University of California Press, 2009.
In 1874, when most of the West was still held in common, a simple invention -- barbed wire -- pushed the region toward a long-held national ideal: privatization. With amazing swiftness, ranchers began to enclose their lands and herds; and in just a few decades, millions of acres of formerly open range were fenced in.
But as journalist Richard Manning explains in Rewilding the West, the Dust Bowl and the Great Depression forced Western ranchers to sell that privatized land back to the government. The government then gave the ranchers grazing leases on the land, a system still in place today. Manning argues that this type of cattle grazing "posed the largest threat to the environment of the grassland West."
Before fences appeared, large-scale migration defined life on the tall-grass prairie. When drought or overgrazing hit one area, buffalo and other wildlife moved on to another. This regular movement allowed the grasslands to recover from heavy grazing. In contrast, cattle trapped behind fences loiter in riparian areas, prevent the natural succession of grasses, and compete for resources with native wildlife.
"We have spent down the natural capital (of the grasslands), which was the soil and the roots, the gentle little streams protected by native vegetation, the wildlife that was supported by all of this and in turn supported it," Manning laments. But there is a movement under way to return part of the prairie back to its original state, with native grasses, large game and an unpeopled landscape. The American Prairie Foundation, a private organization, is buying up land in Montana's Missouri Breaks in hopes of creating the American Prairie Reserve. Rewilding the West deftly sets the historical context for the proposed reserve.

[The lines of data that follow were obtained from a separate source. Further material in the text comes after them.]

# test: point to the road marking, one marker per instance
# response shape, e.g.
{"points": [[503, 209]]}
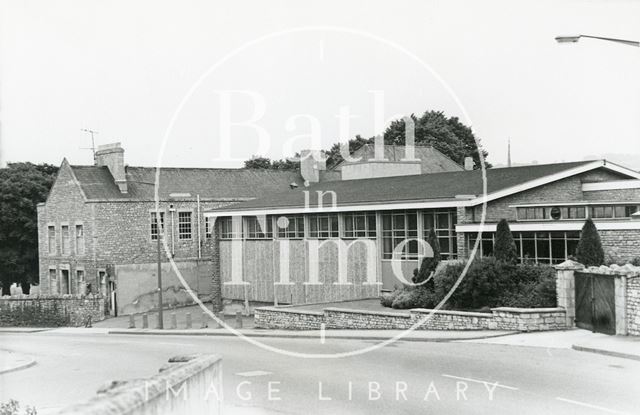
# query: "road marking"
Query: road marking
{"points": [[253, 373], [588, 405], [481, 381]]}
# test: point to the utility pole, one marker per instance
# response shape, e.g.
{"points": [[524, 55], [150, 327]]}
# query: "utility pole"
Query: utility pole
{"points": [[93, 142]]}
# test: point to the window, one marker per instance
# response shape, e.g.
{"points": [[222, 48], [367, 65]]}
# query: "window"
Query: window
{"points": [[254, 229], [79, 240], [51, 234], [323, 226], [208, 227], [539, 247], [290, 227], [226, 228], [80, 282], [443, 223], [53, 281], [154, 224], [397, 227], [65, 239], [184, 225], [360, 225]]}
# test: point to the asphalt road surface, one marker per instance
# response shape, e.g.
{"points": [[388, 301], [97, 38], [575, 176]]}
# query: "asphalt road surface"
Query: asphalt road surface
{"points": [[402, 378]]}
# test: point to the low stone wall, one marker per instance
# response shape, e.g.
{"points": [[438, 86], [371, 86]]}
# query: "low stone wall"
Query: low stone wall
{"points": [[502, 318], [186, 385], [50, 310]]}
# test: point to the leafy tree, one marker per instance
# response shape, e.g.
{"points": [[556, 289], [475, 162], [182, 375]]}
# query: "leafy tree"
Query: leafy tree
{"points": [[429, 264], [22, 187], [505, 247], [446, 134], [258, 162], [264, 163], [589, 251]]}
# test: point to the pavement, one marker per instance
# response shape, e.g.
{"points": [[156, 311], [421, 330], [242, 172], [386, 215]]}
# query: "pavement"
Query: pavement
{"points": [[277, 376], [12, 361]]}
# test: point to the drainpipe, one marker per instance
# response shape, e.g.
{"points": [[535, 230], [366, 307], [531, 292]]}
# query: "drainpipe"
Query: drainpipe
{"points": [[173, 231]]}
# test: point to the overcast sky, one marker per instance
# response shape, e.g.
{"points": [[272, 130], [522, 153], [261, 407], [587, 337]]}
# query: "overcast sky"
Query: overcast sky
{"points": [[123, 67]]}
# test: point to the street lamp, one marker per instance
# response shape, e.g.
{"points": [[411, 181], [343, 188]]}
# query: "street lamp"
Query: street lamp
{"points": [[574, 39]]}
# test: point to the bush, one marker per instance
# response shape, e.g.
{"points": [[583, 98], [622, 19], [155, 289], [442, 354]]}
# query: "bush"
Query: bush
{"points": [[589, 251], [492, 283], [505, 248]]}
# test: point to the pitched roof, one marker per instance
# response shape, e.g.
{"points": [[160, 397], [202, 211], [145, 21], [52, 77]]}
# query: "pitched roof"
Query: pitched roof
{"points": [[447, 186], [220, 184], [433, 161]]}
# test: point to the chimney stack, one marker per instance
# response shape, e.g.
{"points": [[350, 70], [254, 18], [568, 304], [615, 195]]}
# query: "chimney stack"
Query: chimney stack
{"points": [[311, 162], [468, 163], [112, 156]]}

Although Manning is sympathetic to the Prairie Foundation's goal of creating a reserve that functions as a large, unbroken stretch of prairie, he sees privatization as problematic and urges the foundation to transfer its land into the public domain. But he remains optimistic about the prairie, if not about the humans who seek to control it. "Eventually the Breaks will break us," he concludes, and "teach us to live within their rules."